Lo único que tenemos son unas galletitas tipo Maná, unas Pringles y
tres botellas de un litro y medio de agua. Se frena la cafetera y
subimos en malón para hacer el trayecto que nos separa del pueblo a
la falda del volcán. Diez minutos más tarde estamos pagando la
entrada e insertándonos en el sendero rumbo al Concepción. La
primera hora es una caminata llana, plagada de lagartijas que se
entrenan para destronar en los cien metros a Usain Bolt. Nos
detenemos frente a un banco para descansar. Mientras el guía nos
señala al árbol nacional de Nicaragua, yo aprovecho para sacarme
las piedritas de las zapatillas, tomar un poco de agua y comer algo.

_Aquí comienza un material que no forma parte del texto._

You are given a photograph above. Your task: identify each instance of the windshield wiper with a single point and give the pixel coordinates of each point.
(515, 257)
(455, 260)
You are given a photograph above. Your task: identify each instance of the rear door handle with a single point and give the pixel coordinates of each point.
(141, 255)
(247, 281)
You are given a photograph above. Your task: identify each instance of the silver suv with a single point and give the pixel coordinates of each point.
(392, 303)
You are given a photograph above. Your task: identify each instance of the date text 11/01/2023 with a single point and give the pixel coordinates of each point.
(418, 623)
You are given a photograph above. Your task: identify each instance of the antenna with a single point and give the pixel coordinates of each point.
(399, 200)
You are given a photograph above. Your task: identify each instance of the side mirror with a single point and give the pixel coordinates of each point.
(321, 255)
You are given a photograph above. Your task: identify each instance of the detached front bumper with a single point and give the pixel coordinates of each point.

Cuando retomamos la marcha aclara que arranca la subida. Entre dos y
tres horas.
Ya
en el medio de la selva aparecen las escaleras sin fin. Cuarenta
minutos más tarde me flaquean las piernas y la duda se instala como
un secreto a voces. Cuando estoy a punto de darme la vuelta, aparecen
unos monos entre los árboles y aprovechamos para relajar un toque. A
los diez minutos, Angie tira la toalla y, pese a todos nuestros
intentos de que haga los doscientos metros que nos separan del
mirador, emprende la vuelta pidiéndome que llegue hasta arriba.
Un
rato más tarde nos sentamos en el pasto a contemplar por encima de
algunos nubarrones la isla, un Mondrian que ostenta todas las
tonalidades del verde que puedan existir. El viento sopla tan fuerte
que parece querer empujarnos hacia el borde de un desfiladero. El
guía me pregunta si quiero seguir. Poseído por la idea de
conquistar la cima, le contesto preguntándole por el camino a tomar.
Sonríe y se adelanta precaviéndome de fijarme que no se desprendan
las rocas de las que me agarre. En los primeros cuatrocientos metros
comparto trayecto con unos australianos agricultores que catalogaban
a Crowded House de ser ol'
school. Uno de ellos
se queja constantemente del trekking y casi abandona en repetidas
ocasiones. Yo intento no mirar para atrás y poco a poco me voy
acostumbrando al olor a azufre que domina en las alturas.